1.  Written notice to the individual at his or her last known address; or

2.  Verbal notification to the individual by telephonic communication; or

3.  Electronic notification to the individual at his or her last known e-mail address.

f.  Should disclosure pursuant to paragraphs one, two or three of subdivision e be impracticable or inappropriate given the circumstances of the breach and the identity of the victim, such disclosure shall be made by a mechanism of the licensee’s choosing, provided such mechanism is reasonably targeted to the individual in a manner that does not further compromise the integrity of the personal information disclosed and has been approved, or is in compliance with rules promulgated, by the Commissioner.

g.  Any person required to be licensed pursuant to chapter two of this title, or pursuant to provisions of state law enforced by the department, that discards any records of an individual’s personal identifying information shall do so in a manner intended to prevent retrieval of the information contained therein or thereon.

h. Any person required to be licensed pursuant to chapter two of this title, or pursuant to provisions of state law enforced by the department, who shall violate any of the provisions of this section, upon conviction thereof, shall be punishable by a fine of not more than five hundred dollars ($500) and shall be liable for a civil penalty of one hundred dollars ($100) for each violation. 

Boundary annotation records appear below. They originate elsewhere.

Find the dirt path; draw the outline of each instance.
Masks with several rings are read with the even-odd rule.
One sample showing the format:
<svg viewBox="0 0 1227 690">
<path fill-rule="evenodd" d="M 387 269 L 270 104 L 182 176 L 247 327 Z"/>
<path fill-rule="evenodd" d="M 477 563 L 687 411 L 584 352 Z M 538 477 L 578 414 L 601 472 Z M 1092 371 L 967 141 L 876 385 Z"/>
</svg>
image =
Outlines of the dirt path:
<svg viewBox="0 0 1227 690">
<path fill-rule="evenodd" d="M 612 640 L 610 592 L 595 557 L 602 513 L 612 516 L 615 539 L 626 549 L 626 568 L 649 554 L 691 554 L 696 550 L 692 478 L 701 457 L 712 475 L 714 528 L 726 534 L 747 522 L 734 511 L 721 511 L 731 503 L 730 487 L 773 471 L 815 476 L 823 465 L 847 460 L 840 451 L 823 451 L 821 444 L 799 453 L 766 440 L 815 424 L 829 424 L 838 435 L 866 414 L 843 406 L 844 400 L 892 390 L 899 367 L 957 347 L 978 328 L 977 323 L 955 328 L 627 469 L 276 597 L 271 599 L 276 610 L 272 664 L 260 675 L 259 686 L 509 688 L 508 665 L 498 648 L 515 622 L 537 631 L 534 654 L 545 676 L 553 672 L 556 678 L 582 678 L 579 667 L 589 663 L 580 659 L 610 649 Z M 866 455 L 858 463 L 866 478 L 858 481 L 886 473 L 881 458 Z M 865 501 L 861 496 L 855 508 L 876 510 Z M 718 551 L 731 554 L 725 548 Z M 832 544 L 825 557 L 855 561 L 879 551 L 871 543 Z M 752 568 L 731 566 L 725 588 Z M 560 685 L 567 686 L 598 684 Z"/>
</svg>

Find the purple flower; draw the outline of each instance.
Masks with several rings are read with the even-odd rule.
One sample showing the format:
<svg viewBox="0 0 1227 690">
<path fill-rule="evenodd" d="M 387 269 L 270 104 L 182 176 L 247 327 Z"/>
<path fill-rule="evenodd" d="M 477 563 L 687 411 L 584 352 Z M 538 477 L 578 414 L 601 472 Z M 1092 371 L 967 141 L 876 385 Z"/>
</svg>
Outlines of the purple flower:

§ 3.  If any section, subdivision, sentence, clause, phrase or other portion of this local law is, for any reason, declared unconstitutional or invalid in whole or in part, by any court of competent jurisdiction, such portion shall be deemed severable, and such unconstitutionality or invalidity shall not affect the validity of the remaining portions of this law, which remaining portions shall continue in full force and effect.

§ 4. This local law shall take effect 120 days after it shall have been enacted into law; provided that the Commissioner may take any actions necessary prior to such effective date for the implementation of this local law including, but not limited to, establishing guidelines and promulgating rules.